In the way that she tells me that she loves me, without emotion and so preoccupied in her work, she may as well as have said, "ditto." Still, imagining her meaning in a different way, the sound of those words, "I love you, Tommy," echoes endlessly in my mind and gives more fodder to my masturbation session. When I recall that she said she loves me, I pretend she said that not as a sister saying that to her brother but as a girlfriend saying that to her lover.
"If only she was my lover," I think to myself constantly, especially when I see something of her that I'm not supposed to see, such as a flash of her bra and/or panty.
If only she knew how much I loved her, wanted her, and lusted over her, I wonder if she'd want me, too? Then, when I reach up for her to help her climb down from the rocks, I'm always so tempted to accidentally on purpose cop a cheap feel of her round, firm ass or to grab a double handful of her firm, C cup breasts. Rather, being that we're related by blood, bad enough that I peep on her and ogle her naked body, to contemplate any other unnatural sibling relationship, especially a sexual one, other than a platonic and symbiotic one, would be wrong. Needing to be content just to grasp her around the waist and lift her 120 pound frame in the way of a dancing partner lifting his prima ballerina, I still wish for more. While holding her so close, with the sweet scent of peaches, I can smell her body wash, as I lower her to the ground. Wishing she was mine, I get more of a sense what it would feel like to hug and kiss her, even when innocently holding her.

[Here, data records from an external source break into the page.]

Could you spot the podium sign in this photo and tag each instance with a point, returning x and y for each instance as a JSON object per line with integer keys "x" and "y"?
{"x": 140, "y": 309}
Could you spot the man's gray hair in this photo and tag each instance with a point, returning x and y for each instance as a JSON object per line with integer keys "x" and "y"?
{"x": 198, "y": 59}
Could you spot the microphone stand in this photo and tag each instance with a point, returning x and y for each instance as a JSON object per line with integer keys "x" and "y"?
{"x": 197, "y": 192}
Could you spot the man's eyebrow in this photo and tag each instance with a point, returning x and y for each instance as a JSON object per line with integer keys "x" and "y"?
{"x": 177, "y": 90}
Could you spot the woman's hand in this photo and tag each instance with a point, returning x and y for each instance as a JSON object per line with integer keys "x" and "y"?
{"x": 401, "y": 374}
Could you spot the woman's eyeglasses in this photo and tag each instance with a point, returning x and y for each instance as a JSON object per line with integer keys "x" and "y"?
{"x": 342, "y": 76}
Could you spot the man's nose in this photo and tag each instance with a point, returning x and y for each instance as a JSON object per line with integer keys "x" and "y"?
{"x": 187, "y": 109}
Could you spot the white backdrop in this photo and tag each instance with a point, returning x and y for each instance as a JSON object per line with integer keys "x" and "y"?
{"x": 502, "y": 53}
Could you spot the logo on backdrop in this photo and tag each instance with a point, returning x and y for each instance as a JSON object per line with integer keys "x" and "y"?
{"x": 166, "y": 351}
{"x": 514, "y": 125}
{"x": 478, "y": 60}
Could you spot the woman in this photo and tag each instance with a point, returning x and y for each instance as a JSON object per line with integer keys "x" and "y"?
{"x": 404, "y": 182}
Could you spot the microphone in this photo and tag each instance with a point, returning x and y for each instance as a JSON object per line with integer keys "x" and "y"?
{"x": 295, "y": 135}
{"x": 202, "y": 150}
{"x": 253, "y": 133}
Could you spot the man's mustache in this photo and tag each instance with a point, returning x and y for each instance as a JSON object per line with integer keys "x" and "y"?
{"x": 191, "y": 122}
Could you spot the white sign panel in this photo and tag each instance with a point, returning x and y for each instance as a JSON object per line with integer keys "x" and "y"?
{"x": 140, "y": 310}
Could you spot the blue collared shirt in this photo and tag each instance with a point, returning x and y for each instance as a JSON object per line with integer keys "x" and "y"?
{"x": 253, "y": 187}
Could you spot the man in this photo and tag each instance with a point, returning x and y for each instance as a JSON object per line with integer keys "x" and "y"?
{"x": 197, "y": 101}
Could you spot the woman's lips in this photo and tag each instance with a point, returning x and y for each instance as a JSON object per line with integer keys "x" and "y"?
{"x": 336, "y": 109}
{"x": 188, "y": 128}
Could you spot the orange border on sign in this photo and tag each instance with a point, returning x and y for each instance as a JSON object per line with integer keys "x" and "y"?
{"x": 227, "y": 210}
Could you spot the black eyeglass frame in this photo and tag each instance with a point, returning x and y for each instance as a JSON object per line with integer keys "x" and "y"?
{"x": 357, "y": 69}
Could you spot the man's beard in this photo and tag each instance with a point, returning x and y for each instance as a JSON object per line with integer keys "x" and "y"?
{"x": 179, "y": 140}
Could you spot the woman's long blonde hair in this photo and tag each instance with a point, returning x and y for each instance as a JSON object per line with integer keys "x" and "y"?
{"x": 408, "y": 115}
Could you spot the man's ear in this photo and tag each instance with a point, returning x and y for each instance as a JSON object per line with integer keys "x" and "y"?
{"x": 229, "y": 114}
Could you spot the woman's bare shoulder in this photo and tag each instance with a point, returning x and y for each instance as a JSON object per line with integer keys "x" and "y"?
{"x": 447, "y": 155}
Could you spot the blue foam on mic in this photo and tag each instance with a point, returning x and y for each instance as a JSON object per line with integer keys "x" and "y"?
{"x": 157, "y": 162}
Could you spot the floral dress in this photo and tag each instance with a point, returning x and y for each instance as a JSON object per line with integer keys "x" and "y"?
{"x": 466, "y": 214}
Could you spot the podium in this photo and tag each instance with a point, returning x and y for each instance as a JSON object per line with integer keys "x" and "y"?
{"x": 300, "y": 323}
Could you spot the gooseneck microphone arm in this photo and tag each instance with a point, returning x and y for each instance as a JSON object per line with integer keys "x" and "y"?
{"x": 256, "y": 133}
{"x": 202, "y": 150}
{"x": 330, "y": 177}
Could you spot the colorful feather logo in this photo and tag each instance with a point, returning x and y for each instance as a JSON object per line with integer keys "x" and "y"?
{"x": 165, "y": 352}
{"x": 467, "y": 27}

When carefully walking in close step behind her, close enough to have the fragrance of her essence constantly in my nostrils, we take care to leave a smaller footprint, so as to trample less of the uninhabited forest floor. Yet, every time she bends at the waist in front of me, I'm tempted to accidentally bump into her ass on purpose and hump her hips doggie style, while reaching around her to cup her big tits in my palms. As if it's an erotic and surreal dream happening in slow motion, mesmerized by the mere sight of it, I watch a bead of her sweat appear and collect at the base of her golden hair and slowly slide down her swanlike neck. Tempted to lean to her, flick out my tongue, as if a frog grabbing a fly, and lick off her sweat, while fantasizing that I was licking her pussy, instead of her neck, I imagine my tongue slowly descending down to lick all of her perfect body. Suddenly, transported back in time, I'm Mickey Rourke armed with a tray of ice cubes to cool Susan's hot body, instead of Kim Basinger's hot body in the movie, Nine 1/2 Weeks. Wishing I could recreate that scene with my sexy sister, I'd give anything to cool her hot, naked body with ice, before reheating her with my tongue.